Exploring Different Spectral Classifications#
Now that we know what the spectrum of a G-type star like the Sun looks like, let’s explore the other types of stars! In 1912, astronomer Annie Jump Cannon developed a method to classify stars based on the appearance of their spectrum, which is still used today. Stars are classified as O, B, A, F, G, K, or M based on the strength and location of absorption lines in their spectrum. [1]
In this section, we have made a list of stars with different spectral types to plot and explore:
star_list = [
{ # O-Star example
"obs_id": "sdss_spectro_2929-54616-0363",
"spec_file": "spec-2929-54616-0363.fits",
"label": "",
},
{ # B-star example
"obs_id": "sdss_spectro_2871-54536-0542",
"spec_file": "spec-2871-54536-0542.fits",
"label": "",
},
{ # White Dwarf-star example
"obs_id": "sdss_spectro_2630-54327-0551",
"spec_file": "spec-2630-54327-0551.fits",
"label": "White Dwarf Star. ",
},
{ # A-star example
"obs_id": "sdss_spectro_2682-54401-0449",
"spec_file": "spec-2682-54401-0449.fits",
"label": "",
},
{ # F-star example
"obs_id": "sdss_spectro_3298-54924-0214",
"spec_file": "spec-3298-54924-0214.fits",
"label": "",
},
{ # G-star example
"obs_id": "sdss_spectro_1660-53230-0023",
"spec_file": "spec-1660-53230-0023.fits",
"label": "Sun-like Star. ",
},
{ # K-star example
"obs_id": "sdss_spectro_3234-54885-0271",
"spec_file": "spec-3234-54885-0271.fits",
"label": "",
},
{ # M-star example
"obs_id": "sdss_spectro_3298-54924-0159",
"spec_file": "spec-3298-54924-0159.fits",
"label": "",
},
]
And here is a function to download the spectrum for each star using astroquery.MAST, just like we did earlier:
def download_spec(star: dict[str, str]) -> str:
"""Helper function for downloading SDSS Legacy Spectra Data from MAST"""

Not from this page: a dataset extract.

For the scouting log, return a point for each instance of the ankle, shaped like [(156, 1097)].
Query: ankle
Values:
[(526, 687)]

# Search for spectrum in astroquery
obs_table = Observations.query_criteria(obs_id=star["obs_id"])
# Retrieve product list
products = Observations.get_product_list(obs_table)
# Download spectrum
manifest = Observations.download_products(
products, flat=True, verbose=False, mrp_only=True
)
return manifest["Local Path"][0]
Now we’re ready to plot all of our stars:
fig = plt.figure(figsize=(12, 10))
# Define a custom rainbow colormap to use for the spectrum
rainbow_colormap = LinearSegmentedColormap.from_list(
"",
["blueviolet"] + [mpl.cm.turbo(x) for x in np.linspace(0.07, 0.999, 10)],
)
for star_i, star in enumerate(star_list):
print(f"Plotting star {star_i + 1}/{len(star_list)}...")
# Download Spectrum File
spectrum_file = download_spec(star)
# Open spectrum file
spectrum_file = fits.open(spectrum_file)
classification = spectrum_file["SPECOBJ"].data["SUBCLASS"][0]
# Initiate plot
ax = plt.subplot(len(star_list), 1, star_i + 1)
wavelength = 10 ** spectrum_file["COADD"].data["loglam"]

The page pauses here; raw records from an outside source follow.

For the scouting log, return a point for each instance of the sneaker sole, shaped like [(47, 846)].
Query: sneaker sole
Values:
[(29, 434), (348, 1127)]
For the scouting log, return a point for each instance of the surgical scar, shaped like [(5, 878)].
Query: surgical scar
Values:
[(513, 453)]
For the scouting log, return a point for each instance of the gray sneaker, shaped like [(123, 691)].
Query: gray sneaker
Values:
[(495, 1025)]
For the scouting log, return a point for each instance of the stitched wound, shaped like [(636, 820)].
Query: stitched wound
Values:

observed_flux = spectrum_file["COADD"].data["FLUX"]
model_flux = spectrum_file["COADD"].data["MODEL"]
ax.plot(
wavelength, observed_flux, c="w", label="Observed Spectrum", zorder=3
)
# Start with a black background
ax.axvspan(np.min(wavelength), np.max(wavelength), color="k", zorder=0)
plot_rainbow_background(ax, wavelength, observed_flux)
# Label axes
if star_i < 5:
y = 0.90
va = "top"
else:
y = 0.05
va = "bottom"
ax.text(
0.99,
y,
f"{star['spec_file']}\n{star['label']}Classification: {classification}",
fontsize=10,
ha="right",
va=va,
color="w",
transform=ax.transAxes,
)
# Add plot title
if star_i == 0:
ax.set_title("SEGUE Stellar Classification")
# Set axes limits
ax.set_xlim(np.min(wavelength), np.max(wavelength))
ax.set_xscale("log")
ax.set_ylim(-0.1, np.percentile(observed_flux, 99) * 1.1)
ax.yaxis.set_visible(False) # Hide y-axis labels
if star_i == len(star_list) - 1:
ax.set_xlabel(r"Wavelength ($\AA$)")
else:
ax.xaxis.set_visible(False) # Hide x axis labels
# Adjust subplots so there is no white space between the spectra
plt.subplots_adjust(hspace=0)
# Display plot
plt.savefig("segue_spectra.png", bbox_inches="tight")
plt.show()
Plotting star 1/8...
Plotting star 2/8...
Plotting star 3/8...
Plotting star 4/8...
Plotting star 5/8...
Plotting star 6/8...
INFO: Found cached file ./spec-1660-53230-0023.fits with expected size 604800. [astroquery.query]
Plotting star 7/8...
Plotting star 8/8...
This shows what the spectra look like for different types of stars! We can see how the color varies from the hottest stars (top), which have the strongest purple, and the cooler stars (bottom), which have the strongest reds. A-type stars have the strongest Hydrogen lines, while M-type stars have giant absorption bands made by molecules. Now you know how to classify stars based on these example spectra!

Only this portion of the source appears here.